Chinese financial regulators' recent efforts to step up supervision and clamp down on illegal activities will help further improve the capital market ecosystem and inject more confidence into the market, said experts.

During a symposium held on Tuesday, Wu Qing, chairman of the China Securities Regulatory Commission, the nation's top securities regulator, said the capital market usually has high requirements in terms of regulation.

It is based on the rule of law so that the market can prosper. The CSRC will improve the efficiency in law enforcement and strengthen judicial guarantees so that the rule of law can play a greater role in the high-quality development of the capital market by consolidating its basis and stabilizing expectations, he said.

Participants in the symposium suggested that lawmaking or legislative amendments related to the supervision of listed companies, securities firms, investment funds and bonds, should be accelerated.

According to Tian Lihui, director of the Institute of Finance and Development at Nankai University, building an investor-based market is inseparable from the rule of law, including instituting an investor protection mechanism, strengthening information disclosure and strictly cracking down on violations. Only in this way can the market become fairer and transparent, leading to higher returns and the sustainability in financing, he said.

In response to earlier media reports that regulators will restrict direct market access-swap or DMASwap, a business in which private equity firms borrow from brokerages to trade, a CSRC spokesperson said on Wednesday that steadily reducing leverage in the DMA business is conducive to risk prevention and control as well as the market's stable operation.

In the DMA business, PE firms with long positions invest in a basket of stocks and use stock index futures as a hedge. Returns are generated from such hedging, explained the CSRC spokesperson.

Some PE firms suffered losses due to market volatility in the past and have been actively reducing exposure to such business, especially after trading resumed after the Spring Festival holiday. DMA-Swap products only account for about 3 percent of the A-share market's daily trading volume now, according to the CSRC.

But oversight of over-the-counter derivative business such as DMA will be strengthened nevertheless, with the trading mechanism completed. The industry size and leverage will be controlled with better guidance.

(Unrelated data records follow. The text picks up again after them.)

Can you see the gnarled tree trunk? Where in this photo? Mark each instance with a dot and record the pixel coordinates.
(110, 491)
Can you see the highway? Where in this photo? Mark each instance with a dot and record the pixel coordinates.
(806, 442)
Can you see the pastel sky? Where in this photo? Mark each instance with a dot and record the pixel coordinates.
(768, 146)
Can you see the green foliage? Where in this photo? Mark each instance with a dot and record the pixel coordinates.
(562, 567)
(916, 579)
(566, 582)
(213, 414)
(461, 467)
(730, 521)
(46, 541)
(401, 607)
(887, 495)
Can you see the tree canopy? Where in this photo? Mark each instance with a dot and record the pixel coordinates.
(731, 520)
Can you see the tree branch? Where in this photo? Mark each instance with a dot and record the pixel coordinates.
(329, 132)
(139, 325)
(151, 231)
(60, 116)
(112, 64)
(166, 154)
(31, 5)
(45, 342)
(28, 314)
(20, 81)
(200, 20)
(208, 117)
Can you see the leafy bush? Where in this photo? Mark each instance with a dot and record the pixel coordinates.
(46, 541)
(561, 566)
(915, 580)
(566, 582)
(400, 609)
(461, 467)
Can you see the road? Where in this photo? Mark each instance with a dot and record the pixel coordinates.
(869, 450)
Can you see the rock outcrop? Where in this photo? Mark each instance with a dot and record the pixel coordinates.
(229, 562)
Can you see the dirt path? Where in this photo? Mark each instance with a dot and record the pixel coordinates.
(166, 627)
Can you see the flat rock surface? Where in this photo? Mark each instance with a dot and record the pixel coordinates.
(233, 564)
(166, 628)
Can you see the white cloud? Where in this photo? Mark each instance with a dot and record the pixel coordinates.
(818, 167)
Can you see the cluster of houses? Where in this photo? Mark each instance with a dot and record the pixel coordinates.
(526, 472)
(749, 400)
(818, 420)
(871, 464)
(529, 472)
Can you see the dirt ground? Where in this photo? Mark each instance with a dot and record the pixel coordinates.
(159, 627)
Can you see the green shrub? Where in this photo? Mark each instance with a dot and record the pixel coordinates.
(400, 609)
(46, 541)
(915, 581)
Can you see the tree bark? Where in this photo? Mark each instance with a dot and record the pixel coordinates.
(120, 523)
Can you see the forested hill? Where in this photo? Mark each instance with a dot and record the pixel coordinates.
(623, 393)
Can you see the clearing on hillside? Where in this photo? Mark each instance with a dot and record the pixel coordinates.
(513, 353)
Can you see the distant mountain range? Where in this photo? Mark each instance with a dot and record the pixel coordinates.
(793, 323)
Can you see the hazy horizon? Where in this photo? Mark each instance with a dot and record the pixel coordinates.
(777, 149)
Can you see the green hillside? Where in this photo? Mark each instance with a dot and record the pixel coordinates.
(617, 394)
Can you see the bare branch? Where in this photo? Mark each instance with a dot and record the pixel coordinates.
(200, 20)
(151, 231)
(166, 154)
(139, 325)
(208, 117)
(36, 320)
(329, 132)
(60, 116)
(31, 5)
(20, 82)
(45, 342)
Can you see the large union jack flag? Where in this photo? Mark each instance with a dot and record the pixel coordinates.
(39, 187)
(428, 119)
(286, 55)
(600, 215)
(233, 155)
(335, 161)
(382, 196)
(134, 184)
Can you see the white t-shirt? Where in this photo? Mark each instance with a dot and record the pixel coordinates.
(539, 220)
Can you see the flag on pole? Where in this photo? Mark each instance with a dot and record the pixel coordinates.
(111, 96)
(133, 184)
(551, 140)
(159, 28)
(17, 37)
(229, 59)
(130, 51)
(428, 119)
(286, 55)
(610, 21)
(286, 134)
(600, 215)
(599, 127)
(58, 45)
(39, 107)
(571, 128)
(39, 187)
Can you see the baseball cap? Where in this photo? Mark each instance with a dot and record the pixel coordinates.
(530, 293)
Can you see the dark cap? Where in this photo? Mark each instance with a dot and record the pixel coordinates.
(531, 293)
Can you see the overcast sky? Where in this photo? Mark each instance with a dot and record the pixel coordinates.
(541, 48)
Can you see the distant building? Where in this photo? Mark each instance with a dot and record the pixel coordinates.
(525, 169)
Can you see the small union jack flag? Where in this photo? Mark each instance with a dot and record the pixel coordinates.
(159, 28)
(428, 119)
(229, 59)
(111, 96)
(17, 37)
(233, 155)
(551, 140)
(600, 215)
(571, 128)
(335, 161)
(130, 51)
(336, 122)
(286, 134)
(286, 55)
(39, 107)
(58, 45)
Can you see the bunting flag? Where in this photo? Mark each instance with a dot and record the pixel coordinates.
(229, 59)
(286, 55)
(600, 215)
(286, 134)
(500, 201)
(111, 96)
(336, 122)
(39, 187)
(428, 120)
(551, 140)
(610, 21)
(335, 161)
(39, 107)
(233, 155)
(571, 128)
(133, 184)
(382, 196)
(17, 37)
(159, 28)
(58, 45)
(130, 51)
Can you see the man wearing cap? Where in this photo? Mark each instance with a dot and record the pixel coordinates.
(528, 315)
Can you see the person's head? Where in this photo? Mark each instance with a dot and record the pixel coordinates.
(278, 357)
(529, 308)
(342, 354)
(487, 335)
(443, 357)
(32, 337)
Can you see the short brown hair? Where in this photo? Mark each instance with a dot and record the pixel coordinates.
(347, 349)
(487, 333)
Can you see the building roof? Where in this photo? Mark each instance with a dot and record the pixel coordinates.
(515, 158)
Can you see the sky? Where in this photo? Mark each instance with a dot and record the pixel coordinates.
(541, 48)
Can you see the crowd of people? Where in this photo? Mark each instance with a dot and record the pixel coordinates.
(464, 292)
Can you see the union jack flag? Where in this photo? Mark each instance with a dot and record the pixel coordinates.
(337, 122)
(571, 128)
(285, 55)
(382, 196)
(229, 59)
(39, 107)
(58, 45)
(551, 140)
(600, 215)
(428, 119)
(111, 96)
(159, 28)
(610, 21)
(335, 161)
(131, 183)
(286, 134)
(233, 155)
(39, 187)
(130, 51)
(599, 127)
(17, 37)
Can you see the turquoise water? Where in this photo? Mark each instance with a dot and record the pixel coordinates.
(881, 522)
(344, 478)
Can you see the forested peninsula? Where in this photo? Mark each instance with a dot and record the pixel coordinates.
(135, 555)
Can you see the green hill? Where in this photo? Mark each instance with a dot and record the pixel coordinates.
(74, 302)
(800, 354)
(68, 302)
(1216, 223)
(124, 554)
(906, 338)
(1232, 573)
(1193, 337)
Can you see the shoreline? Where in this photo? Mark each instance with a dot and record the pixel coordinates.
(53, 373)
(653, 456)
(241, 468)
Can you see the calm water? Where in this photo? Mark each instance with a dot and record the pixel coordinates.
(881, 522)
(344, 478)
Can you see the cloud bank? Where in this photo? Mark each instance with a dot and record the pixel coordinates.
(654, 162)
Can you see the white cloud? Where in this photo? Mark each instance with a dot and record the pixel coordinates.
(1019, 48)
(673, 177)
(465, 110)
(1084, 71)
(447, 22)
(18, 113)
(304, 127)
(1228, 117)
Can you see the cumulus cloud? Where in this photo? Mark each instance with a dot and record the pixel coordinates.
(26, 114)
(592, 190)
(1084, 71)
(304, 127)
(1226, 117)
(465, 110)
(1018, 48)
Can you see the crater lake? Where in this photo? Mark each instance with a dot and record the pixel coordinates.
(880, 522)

Violations will be cracked down upon to secure the stable operation of the market, said the CSRC.

Separately, the China Financial Futures Exchange announced late Wednesday that Shanghai Weiwan Fund Management and its actual controllers will be punished for exceeding the limit in trading stock index futures and failing to declare accounts with actual control relationships as required.

Three product accounts under Weiwan and two natural person accounts belonging to Weiwan's actual controllers will be barred from opening positions for 12 months. More than 8.9 million yuan ($1.24 million) worth of illegal gains will be confiscated, according to the CFFEX's announcement.

The CSRC said later that it will work with the CFFEX to tighten scrutiny over high-frequency trading and crack down on misbehavior.

Gao Chao, chief researcher for nonbanking finance at Kaiyuan Securities, said that regulators have stepped up supervision as well as crackdowns on violations after Spring Festival. Such strong signals will help consolidate investor confidence and facilitate the healthy development of the capital market.

The CSRC announced six cases of punishment on Feb 22 regarding market manipulation and insider trading. On Feb 20, both the Shanghai and Shenzhen exchanges announced a three-day trading ban on leading quant fund Lingjun Investment for abnormal sell-offs a day earlier.

The A-share market responded positively to the regulators' latest moves. The benchmark Shanghai Composite Index gained 1.94 percent to close at 3015.17 points on Thursday while the Shenzhen Component Index spiked 3.13 percent.

Total trading value on the two bourses topped 1.05 trillion yuan on Thursday. Northbound capital — funds that overseas investors use to buy A shares via the stock connect program linking the Shanghai, Shenzhen and Hong Kong bourses — reported a net inflow of 16.6 billion yuan.